Os atos foram convocados pelo sindicato Coordination Rurale, que teme aumento da concorrência no mercado europeu com a entrada de alimentos mais baratos originários da América do Sul.
Resistência francesa
A França tem liderado a oposição ao tratado e, no fim de 2025, conseguiu adiar a assinatura que estava prevista para 20 de dezembro, durante a cúpula do Mercosul em Foz do Iguaçu.
Barreiras sanitárias
Em resposta à pressão do setor agrícola, o primeiro-ministro Sébastien Lecornu anunciou que o país vai impedir a entrada de produtos que contenham resíduos de defensivos proibidos pela União Europeia.

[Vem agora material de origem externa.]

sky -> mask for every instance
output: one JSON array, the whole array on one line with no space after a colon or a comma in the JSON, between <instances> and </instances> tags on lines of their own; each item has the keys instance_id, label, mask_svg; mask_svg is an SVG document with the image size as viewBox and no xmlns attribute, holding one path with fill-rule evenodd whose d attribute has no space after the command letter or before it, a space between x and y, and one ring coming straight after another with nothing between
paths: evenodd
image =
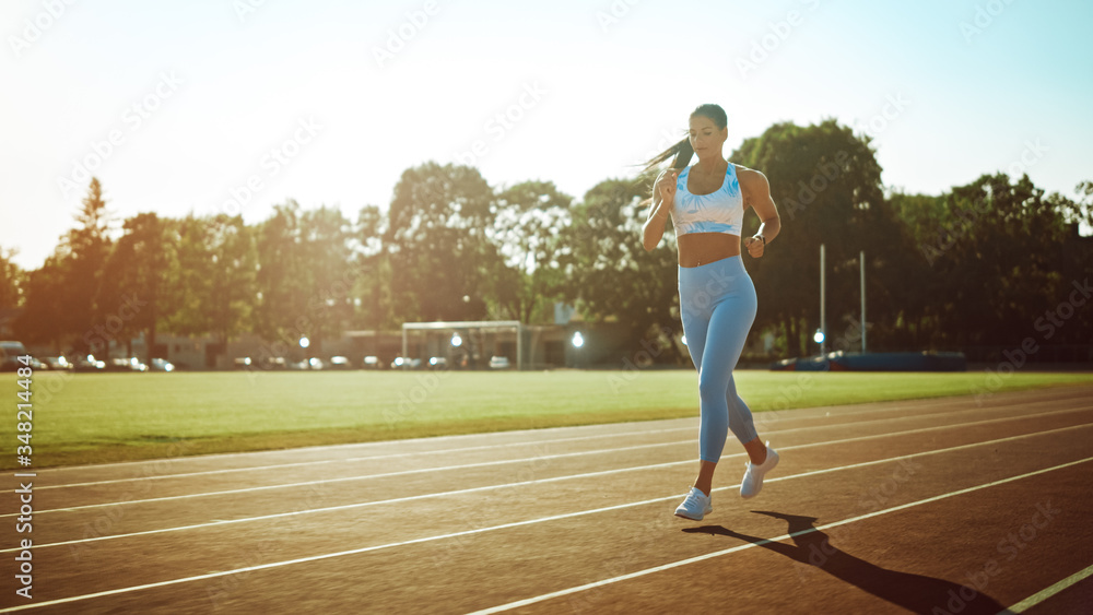
<instances>
[{"instance_id":1,"label":"sky","mask_svg":"<svg viewBox=\"0 0 1093 615\"><path fill-rule=\"evenodd\" d=\"M873 139L892 189L1001 170L1074 197L1090 23L1086 0L10 0L0 248L40 267L92 175L118 224L252 224L289 199L355 221L428 161L580 198L703 103L728 114L726 156L834 118Z\"/></svg>"}]
</instances>

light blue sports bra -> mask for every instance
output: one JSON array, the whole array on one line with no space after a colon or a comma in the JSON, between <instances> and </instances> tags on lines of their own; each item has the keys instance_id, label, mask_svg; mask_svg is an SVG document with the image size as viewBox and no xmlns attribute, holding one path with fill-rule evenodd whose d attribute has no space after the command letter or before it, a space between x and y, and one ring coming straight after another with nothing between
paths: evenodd
<instances>
[{"instance_id":1,"label":"light blue sports bra","mask_svg":"<svg viewBox=\"0 0 1093 615\"><path fill-rule=\"evenodd\" d=\"M686 190L691 167L683 169L675 184L675 206L672 225L675 236L687 233L730 233L740 235L744 218L744 199L737 179L737 165L729 163L721 187L709 194L692 194Z\"/></svg>"}]
</instances>

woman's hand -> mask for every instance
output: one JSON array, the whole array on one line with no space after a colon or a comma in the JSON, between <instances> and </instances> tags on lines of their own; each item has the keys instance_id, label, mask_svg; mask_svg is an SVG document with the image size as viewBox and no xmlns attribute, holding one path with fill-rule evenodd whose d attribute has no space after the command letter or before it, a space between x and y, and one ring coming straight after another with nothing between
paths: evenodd
<instances>
[{"instance_id":1,"label":"woman's hand","mask_svg":"<svg viewBox=\"0 0 1093 615\"><path fill-rule=\"evenodd\" d=\"M766 248L766 241L760 239L759 237L747 237L744 238L744 248L748 249L748 253L751 255L753 259L757 259L763 256L763 250Z\"/></svg>"},{"instance_id":2,"label":"woman's hand","mask_svg":"<svg viewBox=\"0 0 1093 615\"><path fill-rule=\"evenodd\" d=\"M675 203L675 182L679 180L679 169L670 168L657 179L656 190L660 194L660 202L668 205L669 209Z\"/></svg>"}]
</instances>

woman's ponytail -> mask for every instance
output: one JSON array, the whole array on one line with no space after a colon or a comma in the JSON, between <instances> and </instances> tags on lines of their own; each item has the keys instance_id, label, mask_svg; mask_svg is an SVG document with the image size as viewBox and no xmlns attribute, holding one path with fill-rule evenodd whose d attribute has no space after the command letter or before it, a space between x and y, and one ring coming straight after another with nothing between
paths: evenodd
<instances>
[{"instance_id":1,"label":"woman's ponytail","mask_svg":"<svg viewBox=\"0 0 1093 615\"><path fill-rule=\"evenodd\" d=\"M686 168L686 165L691 164L692 157L694 157L694 147L691 146L691 138L684 137L682 141L649 158L645 163L643 172L651 169L668 158L672 158L672 168L682 170Z\"/></svg>"}]
</instances>

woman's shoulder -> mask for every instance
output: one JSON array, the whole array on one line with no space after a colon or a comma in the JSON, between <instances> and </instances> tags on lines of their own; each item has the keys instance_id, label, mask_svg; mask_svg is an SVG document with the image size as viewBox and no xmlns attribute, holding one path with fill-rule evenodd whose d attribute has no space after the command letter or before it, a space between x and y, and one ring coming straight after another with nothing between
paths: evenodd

A medida será formalizada por portaria do Ministério da Agricultura, chefiado por Annie Genevard, e abrangerá, entre outras substâncias:
- mancozebe
- glufosinato
- tiofanato-metílico
- carbendazim
Frutas como abacate, manga, goiaba, cítricos, uvas e maçãs estão entre os itens que passarão por fiscalização reforçada em fronteiras, onde será criada uma brigada especializada.
Avanço das negociações
Apesar da resistência francesa, a Comissão Europeia avançou nas tratativas e obteve o apoio da Itália, que até então se alinhava a França, Polônia e Hungria na oposição ao acordo. Com a mudança de posição, o bloco pode alcançar a maioria qualificada – 15 Estados-membros representando ao menos 65% da população da União Europeia – já na segunda-feira (12).
Imagem: canalrural.com.br
A primeira-ministra italiana, Giorgia Meloni, pediu mais tempo para dialogar com agricultores locais, preocupados com a concorrência de produtos de Brasil, Argentina, Uruguai, Paraguai e Bolívia. O apoio italiano foi anunciado após a Comissão Europeia propor a liberação acelerada de 45 bilhões de euros para o setor agrícola.
O ministro da Agricultura da Itália, Francesco Lollobrigida, acrescentou que o bloco passou a discutir aumento, e não redução, dos investimentos no agro entre 2028 e 2034.
Os protestos desta quinta-feira mantêm a pressão sobre o governo francês em meio ao avanço das negociações em Bruxelas.